Patrick didn’t answer. Not because he didn’t believe. He did, in fact, feel that Kelly was very right about this. Even worse, he was certain this wasn’t just some prediction with fair odds in its favor. This was more than neutral pessimism, because there was always something horrible looking to sink its teeth into any life unfortunate enough to wander too close.

Something bad was going to happen, something with far-reaching consequences.

Patrick believed it, but he didn’t want to. He didn’t want to break from what he knew to be true and authentic. Didn’t want to waltz into the void with Kelly McDermott, and he couldn’t bring himself to answer.

“Because if you
do
believe me,” Kelly told him, “then you need to help me. Whether or not you believe that the Kelly McDermott sitting here is not the Kelly you once knew.”

“Then I need you to listen to me,” Patrick insisted, standing up to face Kelly. “It doesn’t matter whether you came from twenty years in the future or five minutes from now. Nobody likes who they are, you understand?”

“I like who I am just fine.”

“Well, you’re a teenager now,” Patrick informed him. “And the only thing that matters is who you’re supposed to be. I want to figure out what’s going on as much as you, but
until we do …
You need to stick to script. Keep it as loose as you like, but you have a responsibility to the present.”

“Meaning?”

“At the very least, you have to play in that game tonight.” Patrick leaned close. “And you have to win.”

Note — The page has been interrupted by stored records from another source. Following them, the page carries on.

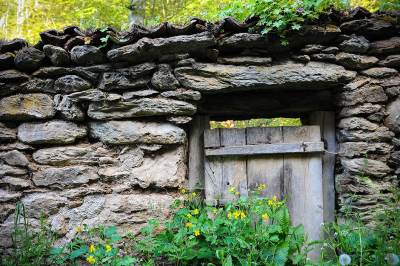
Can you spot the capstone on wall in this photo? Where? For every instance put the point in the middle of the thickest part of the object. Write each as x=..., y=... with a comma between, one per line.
x=94, y=135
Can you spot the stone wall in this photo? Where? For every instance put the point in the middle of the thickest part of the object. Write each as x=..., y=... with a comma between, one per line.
x=99, y=135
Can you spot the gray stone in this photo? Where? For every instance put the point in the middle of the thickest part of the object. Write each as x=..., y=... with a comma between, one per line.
x=52, y=132
x=127, y=132
x=139, y=108
x=354, y=61
x=127, y=78
x=29, y=59
x=70, y=176
x=392, y=121
x=84, y=154
x=7, y=134
x=366, y=94
x=57, y=55
x=391, y=61
x=219, y=78
x=71, y=83
x=15, y=158
x=389, y=46
x=366, y=167
x=380, y=72
x=182, y=94
x=164, y=79
x=86, y=55
x=356, y=44
x=245, y=60
x=68, y=109
x=148, y=49
x=27, y=107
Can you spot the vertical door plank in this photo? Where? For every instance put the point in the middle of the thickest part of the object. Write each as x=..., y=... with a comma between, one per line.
x=233, y=168
x=303, y=183
x=265, y=169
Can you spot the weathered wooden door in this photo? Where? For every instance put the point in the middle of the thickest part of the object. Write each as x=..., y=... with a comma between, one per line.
x=286, y=159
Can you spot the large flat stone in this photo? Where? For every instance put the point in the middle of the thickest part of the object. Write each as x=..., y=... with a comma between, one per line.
x=148, y=49
x=209, y=78
x=27, y=107
x=139, y=108
x=126, y=132
x=52, y=132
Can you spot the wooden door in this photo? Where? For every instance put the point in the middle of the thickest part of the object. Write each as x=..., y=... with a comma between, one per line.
x=287, y=159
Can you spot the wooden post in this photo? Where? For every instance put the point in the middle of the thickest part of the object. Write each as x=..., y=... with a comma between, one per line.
x=326, y=121
x=196, y=152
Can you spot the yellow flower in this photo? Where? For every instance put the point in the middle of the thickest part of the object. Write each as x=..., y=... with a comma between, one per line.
x=92, y=248
x=189, y=225
x=91, y=259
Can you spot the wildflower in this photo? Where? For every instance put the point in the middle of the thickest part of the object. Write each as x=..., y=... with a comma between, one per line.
x=91, y=259
x=189, y=225
x=344, y=259
x=92, y=248
x=108, y=248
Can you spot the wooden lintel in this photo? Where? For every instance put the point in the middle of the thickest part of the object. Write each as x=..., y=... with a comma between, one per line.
x=263, y=149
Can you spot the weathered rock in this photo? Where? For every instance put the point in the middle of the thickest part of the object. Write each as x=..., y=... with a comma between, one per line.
x=15, y=158
x=354, y=61
x=127, y=78
x=70, y=176
x=182, y=94
x=361, y=149
x=7, y=134
x=392, y=121
x=139, y=108
x=6, y=61
x=26, y=107
x=219, y=78
x=391, y=61
x=71, y=83
x=29, y=59
x=366, y=94
x=57, y=55
x=86, y=55
x=366, y=167
x=68, y=109
x=389, y=46
x=83, y=154
x=127, y=132
x=148, y=49
x=361, y=110
x=164, y=79
x=245, y=61
x=380, y=72
x=356, y=44
x=52, y=132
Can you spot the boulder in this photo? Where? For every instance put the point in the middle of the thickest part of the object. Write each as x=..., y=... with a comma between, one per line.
x=52, y=132
x=128, y=132
x=57, y=55
x=84, y=154
x=71, y=176
x=139, y=108
x=149, y=49
x=71, y=83
x=211, y=78
x=29, y=59
x=354, y=61
x=86, y=55
x=164, y=79
x=26, y=107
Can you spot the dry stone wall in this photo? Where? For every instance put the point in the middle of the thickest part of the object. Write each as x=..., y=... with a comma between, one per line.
x=99, y=135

Kelly stared up at him with a blank expression.

For a moment, Patrick thought his lecture had turned him catatonic.

He was about to wave a hand in front of his eyes, contemplated a crack across the face, when Kelly finally spoke: “Jenna can’t know.”

Patrick stiffened. “Can’t know what?”

“Jenna does not get involved in this,” Kelly ordered.

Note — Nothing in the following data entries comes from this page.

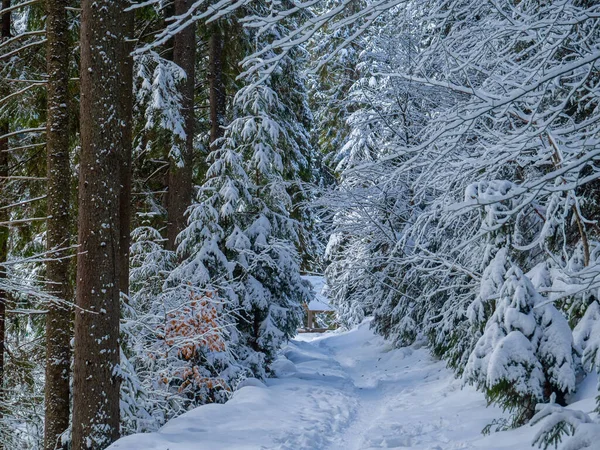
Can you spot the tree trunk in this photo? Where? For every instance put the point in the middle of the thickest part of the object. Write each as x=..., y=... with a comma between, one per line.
x=127, y=105
x=217, y=98
x=96, y=387
x=6, y=22
x=179, y=195
x=58, y=319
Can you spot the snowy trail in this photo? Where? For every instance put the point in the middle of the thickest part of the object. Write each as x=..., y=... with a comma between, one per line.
x=342, y=391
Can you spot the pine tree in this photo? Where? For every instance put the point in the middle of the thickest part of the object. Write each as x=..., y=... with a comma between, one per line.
x=58, y=319
x=96, y=385
x=526, y=351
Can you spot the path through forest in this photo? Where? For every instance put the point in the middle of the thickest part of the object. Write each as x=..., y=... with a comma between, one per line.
x=342, y=391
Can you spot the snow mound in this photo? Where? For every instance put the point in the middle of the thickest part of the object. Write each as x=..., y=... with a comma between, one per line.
x=345, y=391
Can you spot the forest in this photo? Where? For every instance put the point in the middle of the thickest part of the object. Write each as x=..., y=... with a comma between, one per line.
x=171, y=172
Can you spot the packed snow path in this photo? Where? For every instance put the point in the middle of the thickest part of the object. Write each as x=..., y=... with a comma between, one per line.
x=342, y=391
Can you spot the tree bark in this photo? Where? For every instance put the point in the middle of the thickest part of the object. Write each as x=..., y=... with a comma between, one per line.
x=217, y=97
x=96, y=387
x=127, y=105
x=6, y=23
x=179, y=194
x=58, y=237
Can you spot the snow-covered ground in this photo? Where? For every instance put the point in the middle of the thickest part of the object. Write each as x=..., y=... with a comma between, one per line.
x=346, y=391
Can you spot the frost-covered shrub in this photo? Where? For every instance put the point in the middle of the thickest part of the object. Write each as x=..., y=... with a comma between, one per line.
x=525, y=353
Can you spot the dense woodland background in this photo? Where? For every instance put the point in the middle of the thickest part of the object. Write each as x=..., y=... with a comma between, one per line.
x=169, y=169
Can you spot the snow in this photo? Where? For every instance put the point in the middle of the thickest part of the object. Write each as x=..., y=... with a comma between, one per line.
x=344, y=391
x=320, y=302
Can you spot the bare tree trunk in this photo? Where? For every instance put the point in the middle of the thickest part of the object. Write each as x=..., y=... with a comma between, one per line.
x=217, y=98
x=179, y=195
x=96, y=387
x=6, y=23
x=127, y=105
x=58, y=320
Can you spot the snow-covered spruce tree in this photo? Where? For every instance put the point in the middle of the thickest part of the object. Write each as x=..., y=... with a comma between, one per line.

“You can’t just keep Jenna out of this.”

“When it comes to this, I can do a whole lot of whatever I please,” Kelly said. “You want me to march in rank and file, fine. But if something bad is going to happen, if I’m so determined to wreak havoc on the present, as you’ve so kindly pointed out—”

“Kelly—”


If
that is the case, I don’t want Jenna to end up hurt or
dead
!”

“Oh!” Patrick raised his arms high. “And I guess it’s all right if that’s how
I
end up.”

“Something tells me that we just might deserve it, Patrick.”

Patrick lowered his arms, slowly.

From behind him, he could hear the sound of the flag whipping briskly in a sudden, unexpected gust of wind.